Trends zur Embedded World 2016

Embedded-Navi

Trend-Analyse Embedded Systems. Anlässlich der Embedded World – vom 23. bis 25. Februar 2016 in Nürnberg – hat sich MECHATRONIK zum Status quo des Marktes und zu Embedded-Technologien bei branchennahen Verbänden und Vereinen umgehört.
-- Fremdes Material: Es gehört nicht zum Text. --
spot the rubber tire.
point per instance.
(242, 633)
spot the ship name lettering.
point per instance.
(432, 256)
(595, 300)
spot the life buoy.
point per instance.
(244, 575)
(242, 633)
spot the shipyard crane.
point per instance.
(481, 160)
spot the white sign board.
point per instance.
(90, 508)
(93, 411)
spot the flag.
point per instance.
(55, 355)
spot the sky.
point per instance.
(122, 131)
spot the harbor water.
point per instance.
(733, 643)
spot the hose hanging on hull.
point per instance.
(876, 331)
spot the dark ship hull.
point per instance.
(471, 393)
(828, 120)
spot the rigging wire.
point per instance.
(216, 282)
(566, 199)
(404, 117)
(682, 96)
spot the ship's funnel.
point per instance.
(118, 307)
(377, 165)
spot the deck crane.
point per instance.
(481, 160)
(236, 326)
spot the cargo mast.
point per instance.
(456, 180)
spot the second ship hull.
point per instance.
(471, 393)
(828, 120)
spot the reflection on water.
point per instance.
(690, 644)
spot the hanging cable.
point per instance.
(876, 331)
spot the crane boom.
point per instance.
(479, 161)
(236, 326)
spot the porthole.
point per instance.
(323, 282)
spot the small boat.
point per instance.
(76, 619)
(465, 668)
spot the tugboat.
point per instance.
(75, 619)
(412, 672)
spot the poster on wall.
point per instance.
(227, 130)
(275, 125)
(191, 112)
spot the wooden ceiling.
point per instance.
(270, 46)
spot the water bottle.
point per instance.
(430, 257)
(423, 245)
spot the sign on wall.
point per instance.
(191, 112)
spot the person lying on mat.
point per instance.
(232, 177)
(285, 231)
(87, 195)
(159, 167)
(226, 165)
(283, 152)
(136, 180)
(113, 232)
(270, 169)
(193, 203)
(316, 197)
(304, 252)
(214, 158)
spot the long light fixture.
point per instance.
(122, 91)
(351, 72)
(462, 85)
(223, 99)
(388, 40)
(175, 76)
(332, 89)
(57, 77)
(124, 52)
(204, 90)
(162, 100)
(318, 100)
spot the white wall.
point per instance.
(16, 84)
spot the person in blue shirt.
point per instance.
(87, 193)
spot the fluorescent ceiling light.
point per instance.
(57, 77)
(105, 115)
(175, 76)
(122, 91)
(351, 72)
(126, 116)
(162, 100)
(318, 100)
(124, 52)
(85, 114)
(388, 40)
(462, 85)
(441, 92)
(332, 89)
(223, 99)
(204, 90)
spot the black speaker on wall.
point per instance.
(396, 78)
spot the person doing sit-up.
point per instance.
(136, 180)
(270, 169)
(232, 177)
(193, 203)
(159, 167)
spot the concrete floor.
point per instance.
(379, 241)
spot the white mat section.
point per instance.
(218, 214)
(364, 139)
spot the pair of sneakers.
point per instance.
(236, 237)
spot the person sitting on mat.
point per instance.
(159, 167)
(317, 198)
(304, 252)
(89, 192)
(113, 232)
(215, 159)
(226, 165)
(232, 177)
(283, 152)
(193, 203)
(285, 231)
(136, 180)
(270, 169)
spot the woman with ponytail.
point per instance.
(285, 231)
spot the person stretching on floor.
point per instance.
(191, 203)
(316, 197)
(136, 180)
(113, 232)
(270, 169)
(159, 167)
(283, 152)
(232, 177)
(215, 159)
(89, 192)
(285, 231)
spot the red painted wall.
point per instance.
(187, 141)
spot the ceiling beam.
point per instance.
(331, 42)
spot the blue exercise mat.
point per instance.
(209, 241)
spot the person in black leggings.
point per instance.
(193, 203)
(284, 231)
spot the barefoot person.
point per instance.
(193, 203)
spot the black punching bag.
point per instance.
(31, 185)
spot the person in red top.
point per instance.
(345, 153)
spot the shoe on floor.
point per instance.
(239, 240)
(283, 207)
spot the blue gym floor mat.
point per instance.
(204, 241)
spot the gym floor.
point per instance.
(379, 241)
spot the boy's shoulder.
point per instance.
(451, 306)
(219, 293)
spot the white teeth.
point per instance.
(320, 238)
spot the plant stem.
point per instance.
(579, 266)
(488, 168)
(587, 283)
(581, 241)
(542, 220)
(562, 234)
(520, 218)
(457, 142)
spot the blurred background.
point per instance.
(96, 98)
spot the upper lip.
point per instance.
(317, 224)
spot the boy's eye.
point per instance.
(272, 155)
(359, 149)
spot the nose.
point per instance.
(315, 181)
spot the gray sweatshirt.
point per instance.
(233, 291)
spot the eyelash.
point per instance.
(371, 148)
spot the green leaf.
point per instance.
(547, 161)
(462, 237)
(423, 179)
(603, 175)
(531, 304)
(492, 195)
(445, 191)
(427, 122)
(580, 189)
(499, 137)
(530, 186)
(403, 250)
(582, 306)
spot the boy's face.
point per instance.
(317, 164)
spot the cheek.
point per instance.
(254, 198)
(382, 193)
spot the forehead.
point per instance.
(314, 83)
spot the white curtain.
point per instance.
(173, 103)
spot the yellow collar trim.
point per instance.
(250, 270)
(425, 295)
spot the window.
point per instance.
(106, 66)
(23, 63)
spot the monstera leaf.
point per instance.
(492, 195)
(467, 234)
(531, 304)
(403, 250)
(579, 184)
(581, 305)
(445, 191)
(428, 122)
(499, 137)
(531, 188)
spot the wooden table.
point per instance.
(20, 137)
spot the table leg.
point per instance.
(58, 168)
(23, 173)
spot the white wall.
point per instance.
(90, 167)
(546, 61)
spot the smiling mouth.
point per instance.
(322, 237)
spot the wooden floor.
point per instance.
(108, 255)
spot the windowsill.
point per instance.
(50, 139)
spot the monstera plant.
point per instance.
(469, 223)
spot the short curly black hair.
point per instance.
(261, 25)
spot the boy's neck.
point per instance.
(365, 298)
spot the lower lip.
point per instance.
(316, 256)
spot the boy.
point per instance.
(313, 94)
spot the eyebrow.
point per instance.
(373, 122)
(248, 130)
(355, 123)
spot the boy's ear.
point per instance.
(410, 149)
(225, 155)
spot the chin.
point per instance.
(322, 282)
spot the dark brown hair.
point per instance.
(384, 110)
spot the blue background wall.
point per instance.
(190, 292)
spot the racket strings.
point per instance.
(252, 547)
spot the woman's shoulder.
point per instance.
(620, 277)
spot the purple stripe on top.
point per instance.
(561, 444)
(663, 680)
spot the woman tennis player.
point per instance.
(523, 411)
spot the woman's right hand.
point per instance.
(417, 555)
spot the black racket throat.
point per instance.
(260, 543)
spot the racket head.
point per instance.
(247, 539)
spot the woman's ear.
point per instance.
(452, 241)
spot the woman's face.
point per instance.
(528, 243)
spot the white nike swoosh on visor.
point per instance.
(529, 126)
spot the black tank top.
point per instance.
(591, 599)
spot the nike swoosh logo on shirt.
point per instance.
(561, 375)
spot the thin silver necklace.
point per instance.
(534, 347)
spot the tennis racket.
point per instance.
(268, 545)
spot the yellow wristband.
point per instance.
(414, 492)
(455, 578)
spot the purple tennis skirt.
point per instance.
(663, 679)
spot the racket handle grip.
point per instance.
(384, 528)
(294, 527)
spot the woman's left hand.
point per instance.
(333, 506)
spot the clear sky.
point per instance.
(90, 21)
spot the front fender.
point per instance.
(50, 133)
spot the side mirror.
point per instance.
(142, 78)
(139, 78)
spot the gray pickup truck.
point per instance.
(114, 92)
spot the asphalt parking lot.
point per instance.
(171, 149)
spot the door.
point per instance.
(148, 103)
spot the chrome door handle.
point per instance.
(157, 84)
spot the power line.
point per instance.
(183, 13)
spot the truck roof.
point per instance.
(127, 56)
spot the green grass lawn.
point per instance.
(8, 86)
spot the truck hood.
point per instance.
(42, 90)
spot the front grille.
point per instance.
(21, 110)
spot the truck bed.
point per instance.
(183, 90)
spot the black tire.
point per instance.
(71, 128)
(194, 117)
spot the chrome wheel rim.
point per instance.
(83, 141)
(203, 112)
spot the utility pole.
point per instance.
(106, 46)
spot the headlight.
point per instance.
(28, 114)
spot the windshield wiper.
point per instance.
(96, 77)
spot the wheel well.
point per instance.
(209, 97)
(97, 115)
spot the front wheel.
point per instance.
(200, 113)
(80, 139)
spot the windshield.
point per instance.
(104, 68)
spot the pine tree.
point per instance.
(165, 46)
Miniaturisierung bei zugleich enormer Rechnerleistung, effiziente Kommunikation vernetzter, oft auch mobiler Systeme – die Entwickler eingebetteter Systeme müssen hohen Anforderungen gerecht werden, denn in entscheidender Weise müssen eingebettete Systeme funktionieren: Sie überwachen, steuern, regeln und vernetzen Hightech-Produkte in Echtzeit. In vielen Fällen sind sie funktionsbestimmend, oft sogar sicherheitskritisch. Darüber hinaus sind sie in der Regel miteinander vernetzt. Zunehmend werden sie zum Internet offen gestaltet.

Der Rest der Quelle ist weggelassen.